If you're opening this Notebook on colab, you will probably need to install 🤗 Transformers as well as some other libraries. Uncomment the following cell and run it.

In [1]:
import os
os.getcwd()

'/home/evlasova/hack'

If you're opening this notebook locally, make sure your environment has an install from the last version of those libraries.

To be able to share your model with the community and generate results like the one shown in the picture below via the inference API, there are a few more steps to follow.

First you have to store your authentication token from the Hugging Face website (sign up here if you haven't already!) then execute the following cell and input your username and password:

In [2]:
# import os
# os.environ["HUGGING_FACE_HUB_TOKEN"] = "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"

In [3]:
from huggingface_hub import login

login('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')

Token will not been saved to git credential helper. Pass `add_to_git_credential=True` if you want to set the git credential as well.
Token is valid (permission: read).
Your token has been saved to /home/evlasova/.cache/huggingface/token
Login successful


We also quickly upload some telemetry - this tells us which examples and software versions are getting used so we know where to prioritize our maintenance efforts. We don't collect (or care about) any personally identifiable information, but if you'd prefer not to be counted, feel free to skip this step or delete this cell entirely.

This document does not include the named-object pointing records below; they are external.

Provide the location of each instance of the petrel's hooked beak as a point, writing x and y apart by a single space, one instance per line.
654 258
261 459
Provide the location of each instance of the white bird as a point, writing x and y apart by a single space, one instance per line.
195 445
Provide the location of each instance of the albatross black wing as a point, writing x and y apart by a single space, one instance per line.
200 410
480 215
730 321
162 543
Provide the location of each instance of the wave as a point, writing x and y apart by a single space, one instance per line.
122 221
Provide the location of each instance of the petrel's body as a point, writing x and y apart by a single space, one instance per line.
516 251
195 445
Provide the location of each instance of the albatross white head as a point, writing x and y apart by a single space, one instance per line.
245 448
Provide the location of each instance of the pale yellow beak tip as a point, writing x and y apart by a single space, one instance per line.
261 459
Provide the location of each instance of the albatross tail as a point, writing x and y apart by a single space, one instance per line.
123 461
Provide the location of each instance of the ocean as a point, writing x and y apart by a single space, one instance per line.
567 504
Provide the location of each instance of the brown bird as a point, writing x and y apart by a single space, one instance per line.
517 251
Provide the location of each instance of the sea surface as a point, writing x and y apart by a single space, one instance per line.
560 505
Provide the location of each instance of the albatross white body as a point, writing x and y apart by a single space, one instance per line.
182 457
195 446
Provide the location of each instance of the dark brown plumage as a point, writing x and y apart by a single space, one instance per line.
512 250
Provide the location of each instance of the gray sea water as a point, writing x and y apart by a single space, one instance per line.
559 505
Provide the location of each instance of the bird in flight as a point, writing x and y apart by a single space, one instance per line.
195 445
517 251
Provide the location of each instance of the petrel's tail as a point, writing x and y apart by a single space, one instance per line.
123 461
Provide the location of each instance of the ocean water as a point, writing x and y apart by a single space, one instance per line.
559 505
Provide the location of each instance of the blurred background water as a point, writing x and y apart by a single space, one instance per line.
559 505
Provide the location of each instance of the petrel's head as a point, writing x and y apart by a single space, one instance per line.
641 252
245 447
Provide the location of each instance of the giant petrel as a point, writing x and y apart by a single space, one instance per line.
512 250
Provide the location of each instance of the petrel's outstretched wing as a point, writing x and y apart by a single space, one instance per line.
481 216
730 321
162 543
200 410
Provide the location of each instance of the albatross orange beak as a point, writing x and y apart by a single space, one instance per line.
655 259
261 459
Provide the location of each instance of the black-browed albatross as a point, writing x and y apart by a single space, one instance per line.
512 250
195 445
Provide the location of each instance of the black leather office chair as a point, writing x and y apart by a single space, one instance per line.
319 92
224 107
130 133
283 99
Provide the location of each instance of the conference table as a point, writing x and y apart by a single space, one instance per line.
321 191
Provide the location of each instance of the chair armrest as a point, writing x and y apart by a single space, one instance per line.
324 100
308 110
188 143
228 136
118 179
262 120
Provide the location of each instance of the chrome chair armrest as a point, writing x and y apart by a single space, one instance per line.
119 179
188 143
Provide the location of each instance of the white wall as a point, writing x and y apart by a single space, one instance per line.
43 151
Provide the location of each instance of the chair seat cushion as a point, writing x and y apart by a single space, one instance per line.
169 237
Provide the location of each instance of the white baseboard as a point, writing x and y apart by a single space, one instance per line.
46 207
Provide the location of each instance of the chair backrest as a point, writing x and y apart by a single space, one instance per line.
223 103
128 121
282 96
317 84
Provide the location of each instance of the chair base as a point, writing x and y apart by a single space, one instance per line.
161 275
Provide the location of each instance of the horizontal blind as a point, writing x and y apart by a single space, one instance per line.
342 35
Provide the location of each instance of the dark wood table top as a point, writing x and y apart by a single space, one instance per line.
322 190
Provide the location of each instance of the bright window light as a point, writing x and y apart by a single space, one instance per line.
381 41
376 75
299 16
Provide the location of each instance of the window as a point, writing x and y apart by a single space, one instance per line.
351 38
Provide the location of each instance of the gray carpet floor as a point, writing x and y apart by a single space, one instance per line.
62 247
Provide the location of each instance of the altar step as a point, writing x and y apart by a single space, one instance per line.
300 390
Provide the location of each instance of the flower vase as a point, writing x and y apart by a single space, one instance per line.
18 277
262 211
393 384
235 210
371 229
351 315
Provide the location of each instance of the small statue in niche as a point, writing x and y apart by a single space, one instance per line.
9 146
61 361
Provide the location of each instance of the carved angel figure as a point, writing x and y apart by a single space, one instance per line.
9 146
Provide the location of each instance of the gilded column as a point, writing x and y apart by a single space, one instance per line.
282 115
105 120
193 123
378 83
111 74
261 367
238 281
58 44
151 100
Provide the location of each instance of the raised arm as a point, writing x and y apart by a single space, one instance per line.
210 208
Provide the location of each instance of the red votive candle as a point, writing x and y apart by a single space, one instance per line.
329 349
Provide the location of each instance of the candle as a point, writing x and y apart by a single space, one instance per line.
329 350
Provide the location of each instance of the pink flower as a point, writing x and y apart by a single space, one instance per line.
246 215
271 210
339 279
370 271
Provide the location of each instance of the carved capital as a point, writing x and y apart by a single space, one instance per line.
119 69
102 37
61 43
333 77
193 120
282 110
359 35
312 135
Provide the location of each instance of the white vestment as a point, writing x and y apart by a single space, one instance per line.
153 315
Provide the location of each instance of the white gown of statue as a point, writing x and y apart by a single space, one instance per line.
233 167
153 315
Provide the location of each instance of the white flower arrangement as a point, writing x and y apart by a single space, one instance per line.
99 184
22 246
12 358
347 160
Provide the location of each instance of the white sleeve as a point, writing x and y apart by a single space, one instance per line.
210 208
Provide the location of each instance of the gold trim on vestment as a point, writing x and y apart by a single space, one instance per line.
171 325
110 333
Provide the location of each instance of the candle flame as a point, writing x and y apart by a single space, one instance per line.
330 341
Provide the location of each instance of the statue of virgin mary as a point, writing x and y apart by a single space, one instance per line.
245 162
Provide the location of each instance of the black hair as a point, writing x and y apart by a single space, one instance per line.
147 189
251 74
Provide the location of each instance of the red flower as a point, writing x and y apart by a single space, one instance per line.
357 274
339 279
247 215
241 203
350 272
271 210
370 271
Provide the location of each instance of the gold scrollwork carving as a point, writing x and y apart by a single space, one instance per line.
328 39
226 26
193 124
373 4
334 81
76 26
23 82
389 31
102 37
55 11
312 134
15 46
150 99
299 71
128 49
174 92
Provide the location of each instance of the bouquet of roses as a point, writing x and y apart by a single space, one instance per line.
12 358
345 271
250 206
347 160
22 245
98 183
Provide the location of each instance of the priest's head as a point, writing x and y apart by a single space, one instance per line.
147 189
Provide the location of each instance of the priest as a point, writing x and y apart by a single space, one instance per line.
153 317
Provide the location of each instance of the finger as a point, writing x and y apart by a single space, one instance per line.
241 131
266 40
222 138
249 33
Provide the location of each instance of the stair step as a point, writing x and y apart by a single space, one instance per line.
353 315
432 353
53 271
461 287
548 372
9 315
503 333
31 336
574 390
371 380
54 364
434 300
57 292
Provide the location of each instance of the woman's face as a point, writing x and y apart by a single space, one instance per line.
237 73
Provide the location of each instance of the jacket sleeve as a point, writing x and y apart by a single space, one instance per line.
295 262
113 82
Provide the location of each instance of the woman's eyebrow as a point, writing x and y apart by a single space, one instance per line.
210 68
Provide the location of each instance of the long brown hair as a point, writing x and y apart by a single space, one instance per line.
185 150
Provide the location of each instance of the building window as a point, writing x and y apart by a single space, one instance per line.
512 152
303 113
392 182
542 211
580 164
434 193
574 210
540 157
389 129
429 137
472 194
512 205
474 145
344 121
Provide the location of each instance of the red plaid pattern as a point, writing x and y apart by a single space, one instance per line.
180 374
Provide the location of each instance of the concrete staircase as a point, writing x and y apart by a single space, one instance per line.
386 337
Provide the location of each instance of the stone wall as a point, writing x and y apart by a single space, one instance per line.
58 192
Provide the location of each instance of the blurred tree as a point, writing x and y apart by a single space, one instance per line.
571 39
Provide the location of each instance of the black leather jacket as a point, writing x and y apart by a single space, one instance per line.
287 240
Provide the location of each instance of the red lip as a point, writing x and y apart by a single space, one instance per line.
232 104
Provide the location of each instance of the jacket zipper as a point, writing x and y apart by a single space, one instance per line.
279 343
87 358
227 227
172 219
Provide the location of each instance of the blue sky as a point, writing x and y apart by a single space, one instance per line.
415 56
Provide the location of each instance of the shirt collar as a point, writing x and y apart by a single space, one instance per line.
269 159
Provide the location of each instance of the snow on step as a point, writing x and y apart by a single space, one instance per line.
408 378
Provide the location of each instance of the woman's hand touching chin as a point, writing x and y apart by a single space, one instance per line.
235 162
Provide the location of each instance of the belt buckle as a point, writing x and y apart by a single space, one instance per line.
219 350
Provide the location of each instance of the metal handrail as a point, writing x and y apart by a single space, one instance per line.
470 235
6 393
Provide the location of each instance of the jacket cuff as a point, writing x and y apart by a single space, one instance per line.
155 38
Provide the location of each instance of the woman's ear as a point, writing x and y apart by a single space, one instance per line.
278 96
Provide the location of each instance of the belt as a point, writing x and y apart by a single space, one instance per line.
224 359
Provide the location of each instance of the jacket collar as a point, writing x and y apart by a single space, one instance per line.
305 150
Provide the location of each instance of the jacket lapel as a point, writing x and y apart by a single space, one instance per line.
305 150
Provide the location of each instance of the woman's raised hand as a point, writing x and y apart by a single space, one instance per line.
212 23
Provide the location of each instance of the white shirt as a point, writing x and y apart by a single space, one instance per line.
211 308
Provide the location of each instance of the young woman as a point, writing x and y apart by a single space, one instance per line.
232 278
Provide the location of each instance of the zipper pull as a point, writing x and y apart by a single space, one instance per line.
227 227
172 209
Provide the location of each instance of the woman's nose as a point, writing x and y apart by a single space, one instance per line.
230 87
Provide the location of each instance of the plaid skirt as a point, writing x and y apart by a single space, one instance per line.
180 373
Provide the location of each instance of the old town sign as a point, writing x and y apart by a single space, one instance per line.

# Fine-Tuning Protein Language Models

In this notebook, we're going to do some transfer learning to fine-tune some large, pre-trained protein language models on tasks of interest. If that sentence feels a bit intimidating to you, don't panic - there's [a blog post](https://huggingface.co/blog/deep-learning-with-proteins) that explains the concepts here in much more detail.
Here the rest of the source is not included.